Ada buruh yang membaca selebaran politik. Ada jurnalis yang menyebarkan gagasan anti-kolonial. Ada pengorganisir massa yang berpindah dari kota ke kota. Ada guru agama yang menjadikan mimbar sebagai ruang untuk berbicara tentang keadilan. Kebangkitan nasional, dalam gambaran Shiraishi, bukanlah proyek steril yang dirancang dari atas. Ia adalah letupan energi sosial dari bawah.
Yang menyatukan berbagai unsur itu bukanlah keseragaman ideologi, melainkan kesadaran tentang musuh bersama. Kolonialisme dipahami sebagai struktur penindasan yang harus dilawan. Karena itu, orang-orang dengan pandangan berbeda masih bisa duduk bersama dan berbicara tentang masa depan. Mereka boleh berbeda pendapat tentang bentuk masyarakat ideal, tetapi mereka memiliki kesepahaman tentang satu hal: bangsa ini harus bebas.
Di titik inilah perbandingan dengan masa kini terasa menyakitkan. Hari ini kita memperingati kebangkitan nasional setiap tahun dengan upacara, slogan, dan pidato formal, tetapi makna kebangkitan itu sendiri terasa semakin menyempit.
Lebih dari itu, sejarahnya telah mengalami amputasi besar-besaran. Kaum komunis bukan hanya kalah dalam perebutan kekuasaan politik, tetapi juga dihapus dari memori kolektif bangsa. Setelah 1965, sejarah Indonesia ditulis dengan cara yang menyederhanakan kenyataan menjadi narasi hitam-putih. Komunisme dijadikan simbol mutlak kejahatan, sehingga segala kontribusinya dalam fase awal perjuangan anti-kolonial ikut tersapu.
Tentu sejarah tidak harus dibaca dengan naif. Mengakui bahwa kaum komunis memiliki peran dalam kebangkitan nasional bukan berarti membenarkan semua tindakan politik yang pernah terjadi kemudian. Namun menolak mengakui kontribusi mereka sama saja dengan menolak kejujuran sejarah.

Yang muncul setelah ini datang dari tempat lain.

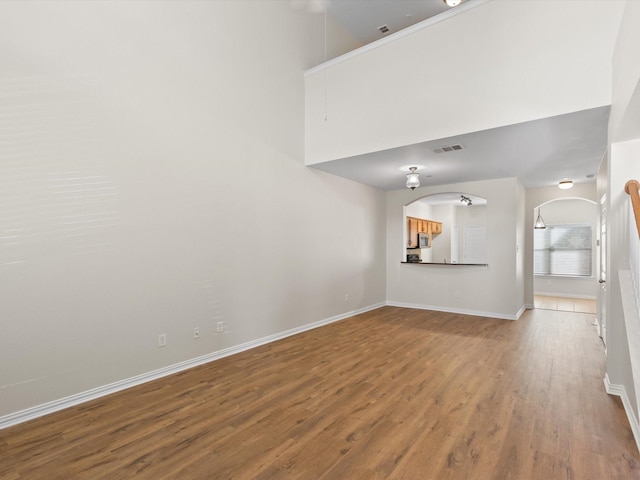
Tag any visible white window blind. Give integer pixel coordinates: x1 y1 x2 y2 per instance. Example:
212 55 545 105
533 225 592 277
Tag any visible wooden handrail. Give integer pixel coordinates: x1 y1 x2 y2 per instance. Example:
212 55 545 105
624 180 640 237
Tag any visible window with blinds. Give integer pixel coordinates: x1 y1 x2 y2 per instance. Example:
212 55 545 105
533 225 593 277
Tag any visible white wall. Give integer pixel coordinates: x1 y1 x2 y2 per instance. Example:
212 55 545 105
605 1 640 420
522 182 598 308
533 198 600 300
387 178 523 318
305 0 624 165
0 0 385 419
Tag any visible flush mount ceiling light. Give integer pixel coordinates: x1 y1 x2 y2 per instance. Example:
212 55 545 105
407 167 420 190
533 207 547 228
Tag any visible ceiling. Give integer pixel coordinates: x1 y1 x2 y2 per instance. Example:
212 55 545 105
313 0 610 190
313 107 609 190
323 0 451 45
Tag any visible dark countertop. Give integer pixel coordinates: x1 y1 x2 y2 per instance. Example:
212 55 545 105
400 262 489 267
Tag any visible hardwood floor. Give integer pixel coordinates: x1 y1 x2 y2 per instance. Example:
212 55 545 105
0 307 640 480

Semaun adalah bagian dari sejarah kebangkitan itu. Tan Malaka adalah bagian dari sejarah itu. Musso adalah bagian dari sejarah itu. Buruh-buruh yang terorganisir dalam gerakan kiri juga memiliki saham dalam membangun kesadaran anti-kolonial.
Ketika bagian sejarah itu dihapus, yang hilang bukan sekadar nama-nama tertentu. Yang hilang adalah pemahaman bahwa Indonesia lahir dari koalisi gagasan yang jauh lebih luas dan lebih plural daripada yang kita akui sekarang.
Ironinya, ketika bangsa ini belum merdeka, ruang dialog justru terasa lebih terbuka. Orang-orang dengan perbedaan tajam masih bisa berdebat dalam ruang yang sama. Hari ini, ketika kita hidup dalam republik yang merdeka, percakapan justru semakin mudah dipatahkan oleh stigma, kecurigaan, dan trauma sejarah yang tak pernah benar-benar diolah.
Itulah sebabnya An Age in Motion terasa penting untuk dibaca hari ini. Buku ini bukan sekadar karya sejarah tentang masa lalu. Ia adalah cermin yang memperlihatkan bahwa bangsa ini sebenarnya lahir dari keberanian untuk mempertemukan perbedaan. Indonesia tidak dibangun oleh satu ideologi tunggal, melainkan oleh perjumpaan berbagai arus yang sama-sama ingin mengakhiri penindasan.
Jika dahulu Tjokroaminoto, Haji Misbach, dan Semaun masih bisa duduk di satu meja untuk membicarakan kemerdekaan, mungkin pertanyaan yang perlu kita ajukan hari ini bukanlah siapa yang paling berhak atas sejarah kebangkitan nasional, melainkan mengapa kita justru semakin takut untuk mengakui bahwa sejarah itu sejak awal memang milik banyak orang.